Innovative School District Superintendent Eric Hall announced to the State Board Wednesday two finalists to take over the Robeson County school chosen as the first Innovative School District. He also released the name of the independent consultant who will evaluate the two groups, as well as the organization that will be in charge of evaluating the success of the ISD during its lifespan.
The group in charge of evaluating the two organizations is SchoolWorks.
Hall described Schoolworks as a national organization that works with states, local districts and entities in consultation and evaluation. He said it has a 20-year history behind it.
“Very proud of the fact that we have this relationships with Schoolworks,” he said.
According to the News & Observer, Achievement for All Children is connected to John Bryan, a contributor to North Carolina politicians and school-choice groups. And on its board of directors is former Rep. Rob Bryan (R-Mecklenburg) who introduced the bill that created the ISD.
The Achievement School District (ASD) bill was passed during the 2016 General Assembly short session. At the heart of the legislation is the creation of the district with five low-performing schools, but it also gave school districts that participate the opportunity to pick up to three other low-performing schools in their districts to join an innovation zone. Schools in this zone would have charter-like flexibility but would continue to be managed by the school district.
The last budget tweaked the ASD program slightly, changing its name to the North Carolina Innovative School District (ISD).

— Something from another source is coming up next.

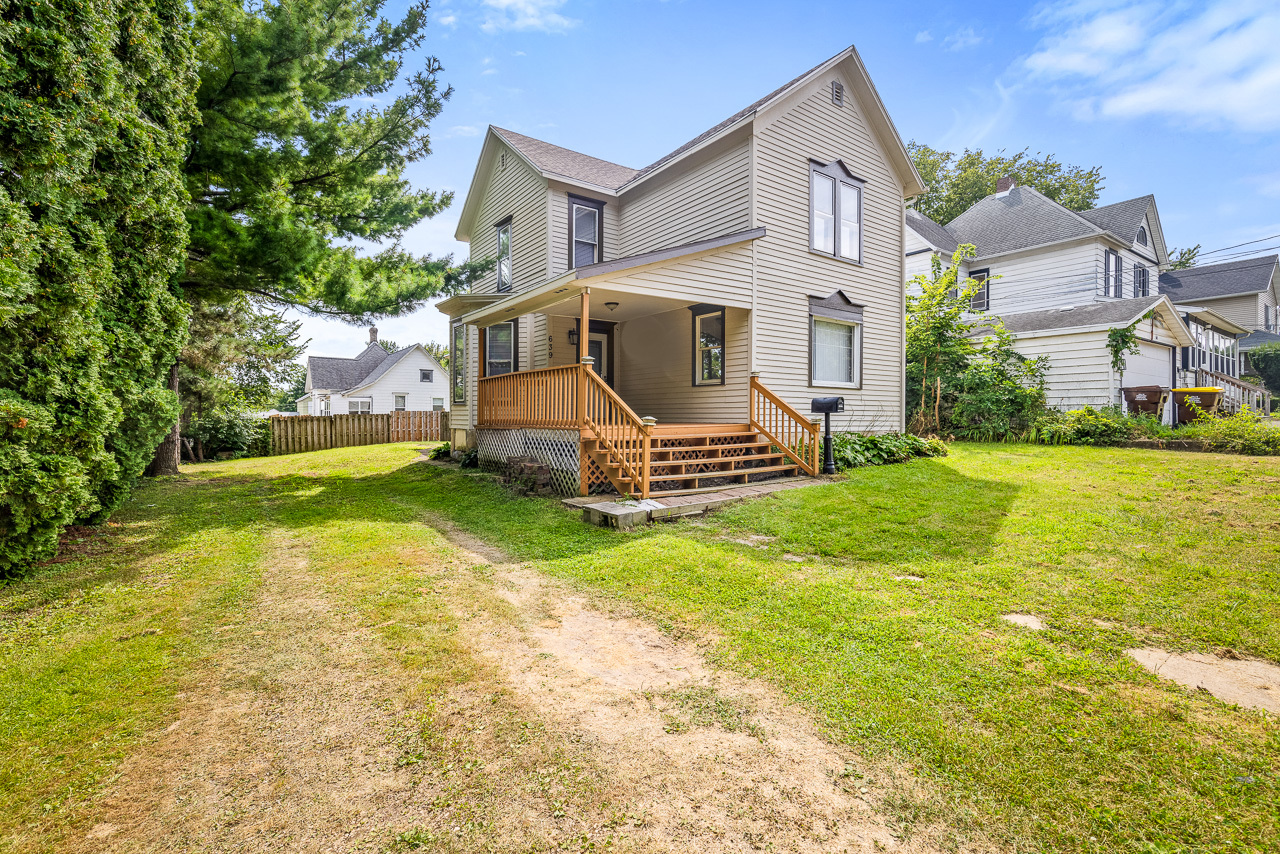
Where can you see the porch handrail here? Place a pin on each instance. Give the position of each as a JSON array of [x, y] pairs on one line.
[[784, 427], [544, 397], [620, 432], [1235, 391]]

It also added a provision that if a district participating in the ISD has more than 35 percent of its schools identified as low-performing, then all of those schools could become part of an Innovation Zone should the district elect that option.
The application deadline for organizations wanting to operate the Robeson County school in the ISD was December 1. According to David Prickett, communications consultant with the ISD, more organizations had indicated they wanted to participate than the two who actually applied.

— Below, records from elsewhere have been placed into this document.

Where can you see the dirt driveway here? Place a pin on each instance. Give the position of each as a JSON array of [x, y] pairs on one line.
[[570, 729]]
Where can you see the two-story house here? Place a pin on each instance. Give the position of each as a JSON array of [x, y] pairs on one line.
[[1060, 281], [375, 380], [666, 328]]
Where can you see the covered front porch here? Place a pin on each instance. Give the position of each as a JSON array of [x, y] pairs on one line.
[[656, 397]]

“Several organizations showed some initial interest and submitted an Intent to Apply, but no one withdrew after officially applying,” he said in an e-mail.
Hall said in an interview that he was not concerned that only two organizations came forward.

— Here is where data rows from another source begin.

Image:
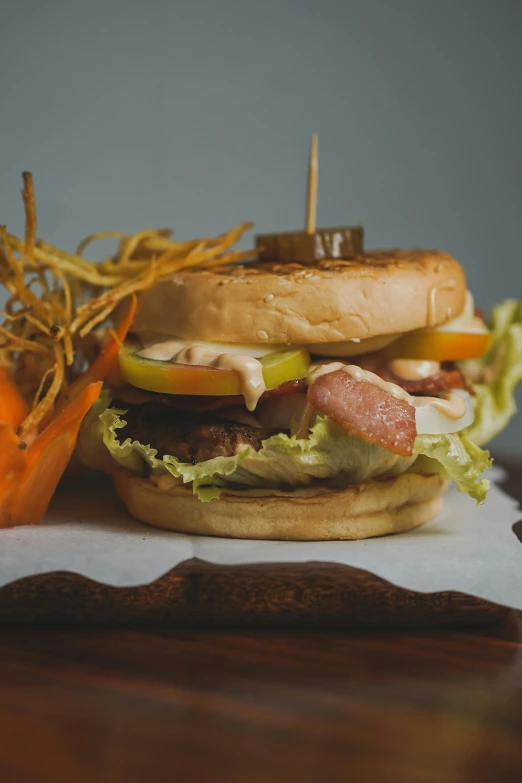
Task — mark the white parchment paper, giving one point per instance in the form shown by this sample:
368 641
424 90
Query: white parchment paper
467 548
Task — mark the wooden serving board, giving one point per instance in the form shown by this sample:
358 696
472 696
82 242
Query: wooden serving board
313 594
199 593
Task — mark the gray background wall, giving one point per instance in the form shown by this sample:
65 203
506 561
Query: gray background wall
198 114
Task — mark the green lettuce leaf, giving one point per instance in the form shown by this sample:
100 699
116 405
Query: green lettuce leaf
496 377
457 457
330 453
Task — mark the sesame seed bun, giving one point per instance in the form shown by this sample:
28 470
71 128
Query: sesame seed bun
318 513
377 293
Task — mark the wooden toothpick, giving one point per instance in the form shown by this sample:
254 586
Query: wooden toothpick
311 196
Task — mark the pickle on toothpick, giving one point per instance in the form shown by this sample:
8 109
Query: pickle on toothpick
302 247
312 244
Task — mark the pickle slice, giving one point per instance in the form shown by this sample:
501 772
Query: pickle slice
300 247
168 378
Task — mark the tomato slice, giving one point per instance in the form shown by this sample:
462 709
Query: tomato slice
168 378
440 346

“It’s always great when you can see that there are a lot of individuals who are interested in doing this work,” he said. “But I think I’m not as concerned in quantity as I am quality. “
State Board Chair Bill Cobey said in an interview that he wished more than two had applied, but that the Virtual Charter School Pilot only had two applicants as well when it started.
“If there’s somebody that our evaluator says is capable of taking over, this is not a big project,” he said. “I know it has been controversial; it is not a big project. And apparently there’s not really money in it.”
Hall said he did not know yet why other organizations that had expressed interest decided not to move forward, but he is eager to find out.
“We need to understand that so that it will help inform our process next year,” he said.
Next year, the ISD will pick two or three more schools to join the ISD and go through the same process of having charter or education management organizations apply.
During questioning from the Board, Hall noted the language in the ISD law is broad on who can run an ISD school. It refers only to an “entity,” and he said that going forward, an “entity,” could be something other than a charter or education management organization.
“The beauty is when you look at the word ‘entity,’ it gives us the ability to think broad and hard,” he said.
It is still not clear if the ISD is going to move forward with Southside Ashpole at all.
Robeson County has not yet decided whether to allow the school to become a part of the ISD. Education leaders in the community have pushed back on the ISD, but their only other option under the legislation is to close the school.
Robeson County School Board Chair Peggy Wilkins-Chavis took issue in a previous interview with the process the state has taken with the ISD.
“The state just did us wrong,” she said.
Cobey said the citizens of Robeson County want the ISD in their district.
“I think in Robeson County, they’re coming face to face that only 18 percent of those kids are on grade level, and the community wants better, and they don’t want to close the school,” he said. “I think the local community is saying let’s try something else.”
Hall also announced the Friday Institute for Educational Innovation will spearhead efforts to evaluate the ISD that will eventually be a five-school district.